I don't really have an opinion on ghosts but other forms of the paranormal absolutely exist.

Here's a link to a whole lot of released CIA documents on the work they've done on human paranormal capabilities. It's very interesting if you're into this sort of thing.

https://archive.org/details/stargatefiles?&sort=-downloads&page=2


----------



## Beatz808 (Jul 29, 2016)

Yeah I am pretty sure that when people think they hear, or even see ghosts there is a logical reason that is due to the mind. A perfect example would be one of my friends. He said when he was sleeping he felt a ghost press his chest in his sleep and he said he heard a demon. I was curious and researched it. Turns out there is this thing called "Sleep paralysis" where people will be like paralyzed in the state between sleep and being awake. Where seeing demons, ghosts, hearing voices occur and, is probably the explanation of most hauntings or alien visits in your sleep. I thought this was fascinating.


----------



## eddy1886 (Oct 11, 2012)

This is more or less the same as the God debate!

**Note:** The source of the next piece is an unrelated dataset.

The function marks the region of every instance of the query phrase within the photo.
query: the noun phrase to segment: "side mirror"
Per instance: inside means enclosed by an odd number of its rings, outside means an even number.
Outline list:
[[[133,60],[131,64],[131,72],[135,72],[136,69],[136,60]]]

I tend to verge on the side of scientific fact....Most of the time I wont listen to anything that hasnt got a factual base through thorough scientific experimentation or if i have not witnessed it myself...But yet I still believe in a higher power.......Its what keeps me going day in day out.....

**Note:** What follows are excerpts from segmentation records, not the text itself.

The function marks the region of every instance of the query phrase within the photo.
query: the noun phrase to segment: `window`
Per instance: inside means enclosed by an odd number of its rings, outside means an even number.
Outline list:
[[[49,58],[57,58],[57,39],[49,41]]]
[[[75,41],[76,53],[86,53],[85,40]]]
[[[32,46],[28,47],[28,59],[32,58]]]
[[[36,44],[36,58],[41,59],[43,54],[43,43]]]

Just like i cant prove the existence of ghosts or god i equally cannot prove the non existence of them.....

There are two things that bug the crap out of me in this life "Scaremongoring and people who insist they know stuff without having witnessed it for themselves" These are classic Narcissitic traits as far as im concerned.....


----------



## Dr B (Apr 23, 2014)

eddy1886 said:


> There are two things that bug the crap out of me in this life "Scaremongoring and people who insist they know stuff without having witnessed it for themselves" These are classic Narcissitic traits as far as im concerned.....


Actually mate, I'd cordially and slightly disagree. Human experience is NOT evidence. Its anecdotal at best. Your brain and mine is more than capable of hallucinating and being confused - giving us false experiences. So human experience per-se is not hard evidence of objective reality in a scientific sense.

I dont need to have cancer in order to know how to treat it.


----------



## eddy1886 (Oct 11, 2012)

Is it just me or does DP turn us all into very black or white thinkers? Grey areas seem to not exist for me anymore...It either is or it isnt!

Could it be an anxiety thing that we have to be so definitive?

It actually really bothers me alot when people around me (workmates, family, friends etc) are indecisive!


----------



## Guest (Jul 31, 2016)

I used to be indecisive but now I'm not sure sure..

I think black and white thinking comes from the urgency of stress, something most of us do have in common!


----------



## Dr B (Apr 23, 2014)

Going back to the OP. the experience of ghosts have a lot of historical and cultural significance. People are experiencing 'something' - but its not paranormal. Theories on hallucinations, mis-perceptions, distortions, suggestibility, etc can all provide useful explanations for many of these experiences. These ghost-hunting shows are just pathetic cheap TV attempts at thrill seeking. I mean, no one really experiences ghosts in the pitch dark....so why turn all the lights off? Purely for TV reasons.

Neurologists know about 'sensed-presence' or 'felt-presence' experiences which are basically a form of ghost experience. Very common with Parkinsons disease as well. There is clearly a neurological component to many of these experiences.


----------



## brill (Apr 17, 2016)

Dr B said:


> Actually mate, I'd cordially and slightly disagree. Human experience is NOT evidence. Its anecdotal at best. Your brain and mine is more than capable of hallucinating and being confused - giving us false experiences. So human experience per-se is not hard evidence of objective reality in a scientific sense.
> 
> I dont need to have cancer in order to know how to treat it.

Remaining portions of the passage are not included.